La situación financiera internacional está poniendo en jaque a muchos pueblos del mundo. Muchos más de los que nos tiene ya acostumbrados. La epidemia o la pandemia de los recortes se extiende. Circunstancias que no vienen al caso me han llevado a pasar en Grecia casi un mes, concretamente en la ciudad de Atenas. Hace un año tuve la oportunidad de estar allí; y entre rescate y rescate… han cambiado muchas cosas, mejor dicho han empeorado muchas cosas.
En primer término, y lo más importante es que el pueblo heleno ha sido desposeído de su propia soberanía nacional y popular. No es extraño que en las democracias occidentales ocurra esto. En estos países democráticos del orden occidental, esa palabra –democracia- retumba en los pomposos salones y Gabinetes donde se reúnen los ladrones de alto copete con los miembros y miembras del Gobierno; donde éstos últimos actúan de capataces del verdadero poder en cada país “democrático”: la gran banca.
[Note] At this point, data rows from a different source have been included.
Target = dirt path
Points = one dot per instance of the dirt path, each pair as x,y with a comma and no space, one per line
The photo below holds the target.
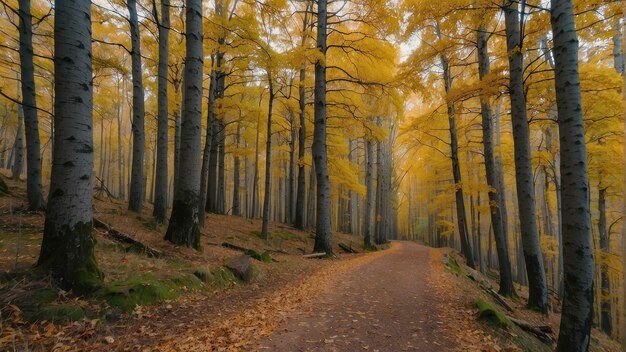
388,304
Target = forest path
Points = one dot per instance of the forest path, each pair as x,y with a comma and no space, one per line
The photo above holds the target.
392,303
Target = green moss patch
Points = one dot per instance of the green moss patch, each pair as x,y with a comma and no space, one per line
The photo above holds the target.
61,313
490,314
147,289
454,266
217,277
44,296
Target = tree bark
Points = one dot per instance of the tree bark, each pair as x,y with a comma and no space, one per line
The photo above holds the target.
183,228
18,146
236,178
466,247
208,144
67,249
495,201
29,105
576,317
537,286
369,197
160,187
323,231
300,216
137,186
268,161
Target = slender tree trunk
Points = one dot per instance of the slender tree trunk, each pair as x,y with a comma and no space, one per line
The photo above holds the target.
207,146
606,322
466,247
495,201
120,150
268,162
18,146
537,286
183,228
137,186
323,230
290,206
236,181
160,187
29,105
300,216
369,197
576,318
311,197
67,249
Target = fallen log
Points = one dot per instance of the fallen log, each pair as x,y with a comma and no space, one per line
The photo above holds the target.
499,298
121,237
541,332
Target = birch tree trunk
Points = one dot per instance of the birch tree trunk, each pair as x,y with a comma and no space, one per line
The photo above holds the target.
268,162
576,317
207,147
160,187
29,106
369,197
537,286
323,225
183,228
67,249
137,186
495,201
466,247
300,216
236,178
18,146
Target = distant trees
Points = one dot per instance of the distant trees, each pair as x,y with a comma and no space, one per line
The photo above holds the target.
576,319
137,184
67,250
160,186
29,107
538,290
183,228
319,149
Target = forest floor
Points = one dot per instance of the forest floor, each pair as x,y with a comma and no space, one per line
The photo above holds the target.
404,298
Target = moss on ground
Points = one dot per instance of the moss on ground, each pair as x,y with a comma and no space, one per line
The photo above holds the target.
454,266
44,296
216,277
147,289
61,313
490,314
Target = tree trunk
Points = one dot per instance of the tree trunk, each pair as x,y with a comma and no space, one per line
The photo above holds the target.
183,228
537,286
18,146
495,201
207,147
120,150
606,323
369,197
29,105
137,186
236,181
291,182
300,216
466,248
67,249
160,187
323,225
576,318
268,162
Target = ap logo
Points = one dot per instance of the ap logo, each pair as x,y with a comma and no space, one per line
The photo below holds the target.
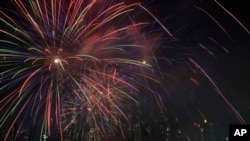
239,133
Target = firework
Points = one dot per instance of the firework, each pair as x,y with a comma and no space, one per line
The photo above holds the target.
74,66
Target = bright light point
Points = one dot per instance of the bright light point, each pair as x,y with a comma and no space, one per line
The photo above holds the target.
57,60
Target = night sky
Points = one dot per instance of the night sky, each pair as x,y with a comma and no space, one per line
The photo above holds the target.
230,71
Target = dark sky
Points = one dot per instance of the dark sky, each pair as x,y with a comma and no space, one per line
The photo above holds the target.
230,71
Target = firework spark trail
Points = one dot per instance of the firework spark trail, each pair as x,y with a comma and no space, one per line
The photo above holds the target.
229,13
74,50
219,92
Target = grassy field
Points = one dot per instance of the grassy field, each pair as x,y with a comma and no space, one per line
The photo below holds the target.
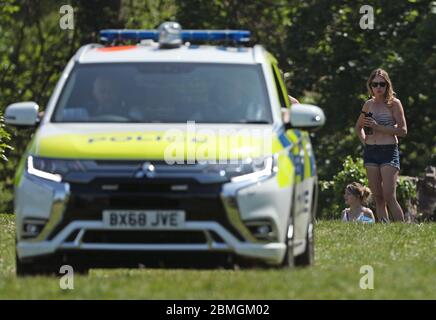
403,257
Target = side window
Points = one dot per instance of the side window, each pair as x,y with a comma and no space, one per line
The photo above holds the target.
283,97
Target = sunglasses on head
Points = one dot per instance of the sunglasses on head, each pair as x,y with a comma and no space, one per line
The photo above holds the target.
382,84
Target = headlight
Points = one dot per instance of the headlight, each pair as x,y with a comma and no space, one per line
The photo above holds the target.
259,168
51,169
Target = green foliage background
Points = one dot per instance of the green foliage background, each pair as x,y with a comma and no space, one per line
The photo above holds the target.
326,57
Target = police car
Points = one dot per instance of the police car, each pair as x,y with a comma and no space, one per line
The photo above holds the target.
158,148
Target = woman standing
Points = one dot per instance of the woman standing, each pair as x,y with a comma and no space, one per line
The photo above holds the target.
380,122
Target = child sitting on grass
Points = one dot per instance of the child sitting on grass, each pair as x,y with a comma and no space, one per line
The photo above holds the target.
355,196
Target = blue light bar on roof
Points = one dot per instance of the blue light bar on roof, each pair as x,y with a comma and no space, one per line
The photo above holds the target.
110,35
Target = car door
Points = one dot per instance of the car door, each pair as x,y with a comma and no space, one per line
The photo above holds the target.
300,154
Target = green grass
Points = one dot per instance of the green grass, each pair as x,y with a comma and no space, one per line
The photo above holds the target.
403,257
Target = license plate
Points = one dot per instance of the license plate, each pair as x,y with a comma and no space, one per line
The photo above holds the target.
147,219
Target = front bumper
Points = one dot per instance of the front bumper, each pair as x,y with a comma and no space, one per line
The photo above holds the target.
216,216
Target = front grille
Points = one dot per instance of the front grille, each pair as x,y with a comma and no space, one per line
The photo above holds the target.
145,237
201,202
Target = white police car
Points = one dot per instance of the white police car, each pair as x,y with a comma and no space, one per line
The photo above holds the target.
166,151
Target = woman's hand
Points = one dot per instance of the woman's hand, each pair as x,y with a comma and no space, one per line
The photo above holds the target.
370,122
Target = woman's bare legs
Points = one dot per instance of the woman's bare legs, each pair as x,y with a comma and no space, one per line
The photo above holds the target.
389,178
375,184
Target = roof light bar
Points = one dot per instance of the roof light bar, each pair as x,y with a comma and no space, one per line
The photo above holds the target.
110,35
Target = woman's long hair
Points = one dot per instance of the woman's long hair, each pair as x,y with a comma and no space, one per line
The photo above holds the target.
389,92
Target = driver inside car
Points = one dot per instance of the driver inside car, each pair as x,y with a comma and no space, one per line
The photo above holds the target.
107,98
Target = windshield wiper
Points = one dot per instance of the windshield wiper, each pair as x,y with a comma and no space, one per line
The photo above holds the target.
252,121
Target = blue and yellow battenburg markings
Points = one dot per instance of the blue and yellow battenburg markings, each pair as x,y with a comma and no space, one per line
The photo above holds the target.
297,142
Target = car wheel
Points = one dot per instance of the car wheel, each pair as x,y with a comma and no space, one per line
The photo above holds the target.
32,268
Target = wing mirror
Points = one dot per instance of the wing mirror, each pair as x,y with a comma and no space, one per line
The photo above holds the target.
303,116
23,114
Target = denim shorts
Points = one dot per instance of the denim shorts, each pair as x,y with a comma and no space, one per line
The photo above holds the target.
381,154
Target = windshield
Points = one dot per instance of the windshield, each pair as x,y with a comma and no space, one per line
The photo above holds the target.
164,92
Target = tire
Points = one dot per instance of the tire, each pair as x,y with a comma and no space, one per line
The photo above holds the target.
32,268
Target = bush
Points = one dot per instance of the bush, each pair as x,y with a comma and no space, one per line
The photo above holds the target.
331,198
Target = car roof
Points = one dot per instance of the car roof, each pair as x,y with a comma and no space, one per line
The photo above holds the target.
186,53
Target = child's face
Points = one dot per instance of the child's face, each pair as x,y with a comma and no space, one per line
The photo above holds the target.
350,199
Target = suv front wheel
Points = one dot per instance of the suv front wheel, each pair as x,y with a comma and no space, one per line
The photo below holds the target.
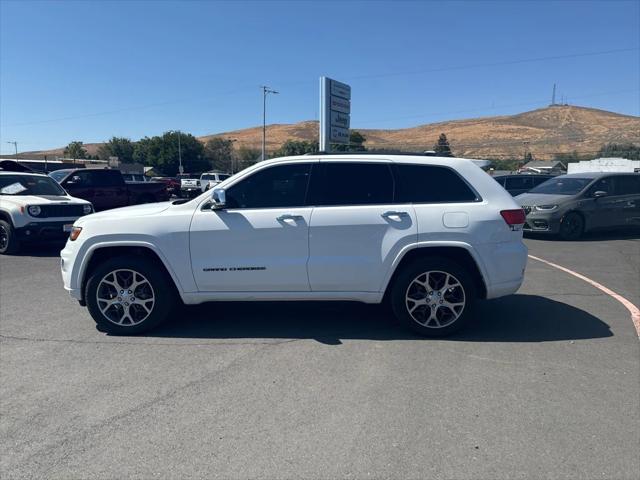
129,295
433,297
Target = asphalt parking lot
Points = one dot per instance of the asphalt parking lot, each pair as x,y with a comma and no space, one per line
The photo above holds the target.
545,384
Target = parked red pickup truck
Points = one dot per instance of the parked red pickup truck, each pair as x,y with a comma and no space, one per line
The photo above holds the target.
105,188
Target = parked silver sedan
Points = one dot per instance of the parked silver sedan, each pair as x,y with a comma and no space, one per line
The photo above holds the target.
570,205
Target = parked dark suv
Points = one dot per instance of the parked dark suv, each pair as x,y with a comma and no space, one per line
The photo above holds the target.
522,183
570,205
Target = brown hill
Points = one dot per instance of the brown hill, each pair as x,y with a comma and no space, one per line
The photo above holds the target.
544,132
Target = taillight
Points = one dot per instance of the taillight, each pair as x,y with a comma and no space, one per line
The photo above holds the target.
514,217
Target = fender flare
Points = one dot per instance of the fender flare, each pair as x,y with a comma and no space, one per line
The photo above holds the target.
430,244
88,254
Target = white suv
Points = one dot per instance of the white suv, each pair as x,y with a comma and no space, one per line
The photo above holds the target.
33,207
429,234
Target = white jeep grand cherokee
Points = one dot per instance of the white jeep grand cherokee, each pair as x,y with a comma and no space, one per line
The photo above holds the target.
429,234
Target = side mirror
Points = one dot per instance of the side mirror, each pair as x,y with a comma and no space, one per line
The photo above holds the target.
75,180
219,198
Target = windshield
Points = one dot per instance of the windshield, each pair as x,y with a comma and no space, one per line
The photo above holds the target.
562,186
29,185
59,175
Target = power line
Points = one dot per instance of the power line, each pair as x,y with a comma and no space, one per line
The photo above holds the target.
356,77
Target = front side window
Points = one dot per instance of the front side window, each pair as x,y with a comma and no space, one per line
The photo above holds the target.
433,184
562,186
279,186
343,183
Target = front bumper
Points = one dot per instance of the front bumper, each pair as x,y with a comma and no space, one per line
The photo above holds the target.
39,231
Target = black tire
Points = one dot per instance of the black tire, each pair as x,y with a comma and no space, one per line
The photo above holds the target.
571,226
9,242
443,323
154,311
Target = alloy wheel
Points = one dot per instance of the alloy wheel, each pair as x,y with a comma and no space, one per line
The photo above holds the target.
435,299
125,297
4,237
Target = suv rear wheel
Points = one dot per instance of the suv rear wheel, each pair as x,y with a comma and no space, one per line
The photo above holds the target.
433,297
129,295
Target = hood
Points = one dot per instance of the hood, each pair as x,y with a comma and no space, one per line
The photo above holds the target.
42,199
134,211
531,199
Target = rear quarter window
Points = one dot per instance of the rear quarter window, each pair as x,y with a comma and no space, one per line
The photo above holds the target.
432,184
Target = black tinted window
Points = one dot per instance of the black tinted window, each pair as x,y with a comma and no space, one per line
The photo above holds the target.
538,180
345,183
603,185
106,178
519,183
432,184
280,186
628,185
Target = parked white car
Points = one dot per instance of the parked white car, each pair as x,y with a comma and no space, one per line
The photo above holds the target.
209,180
430,234
35,207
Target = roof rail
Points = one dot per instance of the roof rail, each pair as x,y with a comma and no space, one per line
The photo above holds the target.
13,166
426,153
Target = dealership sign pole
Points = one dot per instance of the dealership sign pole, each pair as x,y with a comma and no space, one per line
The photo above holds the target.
335,113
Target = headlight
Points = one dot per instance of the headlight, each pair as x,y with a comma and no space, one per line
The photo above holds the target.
546,208
34,210
75,233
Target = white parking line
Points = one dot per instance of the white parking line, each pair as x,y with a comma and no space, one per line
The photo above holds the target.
635,311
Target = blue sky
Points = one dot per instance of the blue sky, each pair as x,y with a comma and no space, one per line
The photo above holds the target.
73,70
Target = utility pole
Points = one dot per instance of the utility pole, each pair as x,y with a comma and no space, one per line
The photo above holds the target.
180,167
265,91
15,144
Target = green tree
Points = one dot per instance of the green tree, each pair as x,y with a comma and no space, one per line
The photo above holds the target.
219,152
161,152
623,150
442,147
296,147
356,143
120,147
75,150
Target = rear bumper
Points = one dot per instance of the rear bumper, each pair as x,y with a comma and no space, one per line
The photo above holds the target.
38,231
505,263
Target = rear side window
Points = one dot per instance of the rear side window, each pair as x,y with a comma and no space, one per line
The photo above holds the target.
432,184
279,186
346,183
628,185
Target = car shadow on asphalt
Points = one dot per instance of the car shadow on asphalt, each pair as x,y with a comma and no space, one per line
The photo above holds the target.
516,318
40,249
595,236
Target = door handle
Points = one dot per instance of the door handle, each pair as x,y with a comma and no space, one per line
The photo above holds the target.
288,216
393,213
¿Qué paradoja! Precisamente, el lugar donde se fundó la democracia por Clístenes de Atenas en el 507 a. C., es el primer resorte que salta para lesionar los principios democráticos de participación ciudadana (a mí me gusta más participación popular, si bien es menos moderno… ya vemos lo bien que funciona todo lo “moderno”). Un pueblo que ha votado un Gobierno (supuesto de izquierdas, al menos en la siglas… en España podemos dar cuenta de lo bien que funciona la “izquierda moderna”), tiene que tragar con las imposiciones de los dichosos “Mercados”, la Comisión Europea y el Fondo Monetario Internacional; los cuales no se presentan a las elecciones en Grecia (y creo que en pocos países lo hacen); pero manejan los efectos de la economía sobre los pueblos. Esta es parte de la consecuencia de basar las economías a través de sus fines y no a través de los medios. Lo explico: basarse en una economía de fines, supone que todo está orientado a que la economía crezca, sin tener en cuenta los esfuerzos de los que sostienen la economía (a través de su trabajo, sus impuestos, sus actividades…).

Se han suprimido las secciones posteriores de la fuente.